A special tradition to inspire fellowship among new officers is “Fried Chicken Fellowship,” which Rebecca hosts in her home for the new officers and their families. She cooks a homemade Southern-style dinner, and they play games.

“This is beneficial for many reasons,” she said. “It permits us to put aside our study and work projects and have a little fun, but it also is a good time to bring our families so they can learn why we care so much about our involvement in Phi Theta Kappa.”

The officer and research teams meet weekly throughout the summer to plan research and discuss findings. Advisors also provide specific training on Honors in Action as a process and discuss the rubric for the Hallmark Awards submission, which helps the team focus on their journaling.

They also attend Honors Institute and the Texas Honors Institute.

“This has been pivotal in our understanding of the Honors Study Topic, the Honors in Action process, and Hallmark Award application writing,” chapter co-advisor Dr. Molly Harris said.

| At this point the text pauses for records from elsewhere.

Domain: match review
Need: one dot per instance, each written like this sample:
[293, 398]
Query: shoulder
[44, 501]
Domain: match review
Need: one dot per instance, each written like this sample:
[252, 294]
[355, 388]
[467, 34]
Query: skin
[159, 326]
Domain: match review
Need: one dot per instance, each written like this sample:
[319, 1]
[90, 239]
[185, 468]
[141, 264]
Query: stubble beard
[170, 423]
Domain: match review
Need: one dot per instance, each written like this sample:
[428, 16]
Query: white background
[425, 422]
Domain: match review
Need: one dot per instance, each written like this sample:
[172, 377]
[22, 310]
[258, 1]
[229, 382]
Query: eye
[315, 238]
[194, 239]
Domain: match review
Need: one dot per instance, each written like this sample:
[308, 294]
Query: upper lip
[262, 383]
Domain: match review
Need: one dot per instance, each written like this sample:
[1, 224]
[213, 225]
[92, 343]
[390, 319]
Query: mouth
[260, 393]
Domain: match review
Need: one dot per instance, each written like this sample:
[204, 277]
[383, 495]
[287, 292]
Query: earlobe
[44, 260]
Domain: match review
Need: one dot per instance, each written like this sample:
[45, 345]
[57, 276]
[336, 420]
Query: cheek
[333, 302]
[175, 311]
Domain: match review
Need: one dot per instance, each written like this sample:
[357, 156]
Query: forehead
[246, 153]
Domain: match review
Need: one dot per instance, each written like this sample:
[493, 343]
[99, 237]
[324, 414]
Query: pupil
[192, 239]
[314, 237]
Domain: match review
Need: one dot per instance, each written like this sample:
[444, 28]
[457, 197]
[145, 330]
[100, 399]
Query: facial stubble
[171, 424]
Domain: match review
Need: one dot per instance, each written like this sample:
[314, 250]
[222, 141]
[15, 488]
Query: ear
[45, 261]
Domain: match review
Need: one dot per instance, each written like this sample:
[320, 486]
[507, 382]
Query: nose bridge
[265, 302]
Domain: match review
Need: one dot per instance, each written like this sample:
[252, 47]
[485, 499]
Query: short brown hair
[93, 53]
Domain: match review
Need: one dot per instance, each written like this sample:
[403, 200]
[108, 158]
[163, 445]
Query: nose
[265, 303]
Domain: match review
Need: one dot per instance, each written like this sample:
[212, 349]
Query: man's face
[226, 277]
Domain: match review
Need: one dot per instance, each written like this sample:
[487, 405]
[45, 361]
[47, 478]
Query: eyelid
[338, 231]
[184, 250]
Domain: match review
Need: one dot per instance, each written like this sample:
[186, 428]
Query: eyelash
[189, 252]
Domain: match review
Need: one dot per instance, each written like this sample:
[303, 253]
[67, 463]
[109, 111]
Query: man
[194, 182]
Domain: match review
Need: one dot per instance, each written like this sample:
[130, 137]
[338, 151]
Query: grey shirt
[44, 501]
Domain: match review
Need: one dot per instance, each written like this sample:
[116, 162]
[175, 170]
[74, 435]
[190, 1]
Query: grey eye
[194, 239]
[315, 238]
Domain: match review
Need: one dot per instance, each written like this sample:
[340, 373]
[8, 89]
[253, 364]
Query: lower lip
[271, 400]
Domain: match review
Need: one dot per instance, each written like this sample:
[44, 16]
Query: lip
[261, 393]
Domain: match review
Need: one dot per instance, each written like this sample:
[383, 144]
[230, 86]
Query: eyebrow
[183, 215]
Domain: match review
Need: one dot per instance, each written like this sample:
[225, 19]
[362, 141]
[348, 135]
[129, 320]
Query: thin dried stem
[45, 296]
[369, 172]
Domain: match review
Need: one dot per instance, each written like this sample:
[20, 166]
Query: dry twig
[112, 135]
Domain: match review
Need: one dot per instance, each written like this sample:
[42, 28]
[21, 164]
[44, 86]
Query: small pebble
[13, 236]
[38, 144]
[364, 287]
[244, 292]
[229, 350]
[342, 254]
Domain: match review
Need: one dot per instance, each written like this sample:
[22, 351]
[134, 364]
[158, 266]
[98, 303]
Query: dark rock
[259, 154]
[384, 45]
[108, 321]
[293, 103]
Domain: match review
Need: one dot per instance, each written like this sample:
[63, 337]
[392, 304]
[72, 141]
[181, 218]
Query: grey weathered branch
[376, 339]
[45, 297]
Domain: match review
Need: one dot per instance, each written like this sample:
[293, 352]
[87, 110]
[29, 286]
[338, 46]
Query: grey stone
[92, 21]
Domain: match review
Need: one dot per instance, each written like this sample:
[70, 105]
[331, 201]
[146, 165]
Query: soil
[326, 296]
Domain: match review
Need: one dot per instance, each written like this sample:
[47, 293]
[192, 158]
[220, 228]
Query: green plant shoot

Teams aim to complete research during the summer so they can focus on the project’s action component in the fall. In 2017-18, Omicron Psi focused on the barriers to Internet access in nations around the world. (Read about it on page 10 of Civic Scholar: Phi Theta Kappa Journal of Undergraduate Research.)

The College Project was to plan and execute the launch of a new campus-wide initiative linked to “Life Activated,” a community program that creates opportunities for healthier living in mind, body, and soul — which is directly related to student success and employee productivity. The chapter coordinated with several organizations and departments on campus to identify and develop the program.

This cooperation with other campus organizations has benefited the chapter in many ways. Because of the chapter’s close ties to the International Students Office in particular, Omicron Psi’s membership is now more diverse than the campus population.

“This has created an environment where our rural Texas students are exposed to diverse perspectives, cultures, and practices,” Molly said. “Because of the global perspective of our Honors in Action Projects, open dialogue has provided tremendous learning opportunities.”

These opportunities are what drew chapter secretary Brittani Welch to Omicron Psi and Phi Theta Kappa. As a non-traditional student, she was looking for a way to get more involved and make her mark on campus and in the wider community.

When she saw that the chapter sponsored the college’s food pantry, she knew she’d made the right decision. Conducting successful research, partnering with community business leaders, and connecting with a diverse population of students are just a few of the lessons she will take with her to Texas Woman’s University this summer.

“I want to change the world and help others in making our community a better place for all people, and Phi Theta Kappa is doing that,” she said. “Grayson College, like many other community colleges, is where our future is being built. Community colleges are places for everyone and where anything is possible.”